Called H7N9, the strain first broke out in China in late March. It has affected 130 people and killed 37.
The World Health Organization is calling it "one of the most lethal influenza viruses" ever seen as it spread faster than the last bird flu.
Scientists estimate the death rate to be 36 percent.
The previous bird flu outbreak was stopped after China closed down numerous live animal markets. They believed that flu to be spread mainly bird-to-human.
A recent article comparing the H7N9 strain to the H5N1 showed that both viruses were mainly related to poultry exposure, as 75% of those infected with the new strain had contact with poultry.

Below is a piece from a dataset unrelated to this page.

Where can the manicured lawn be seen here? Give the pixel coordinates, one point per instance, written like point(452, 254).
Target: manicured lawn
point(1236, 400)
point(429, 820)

There was not enough evidence to support the claim that H7N9 is spread human-to-human.
Researchers also found that the new strain affects older people more, with the average age of infection being 62 years.
Men are also more prone to infection than women.
But there is good news in the otherwise bleak-sounding reports. They have found that the numbers of bird flu cases has stalled.
"The good news is that numbers of [H7N9] cases have stalled," Cecile Viboud and Lone Simonsen of the U.S. National Institutes of Health said.
But they do warn that the virus may still "persist" and return in the winter.
And the next time it comes around, it may be more deadly, as it has learned to adapt to previous therapies used to treat it.
Doctors in Shanghai who treated 14 sufferers of H7N9 found it was resistant to Tamiflu in three patients.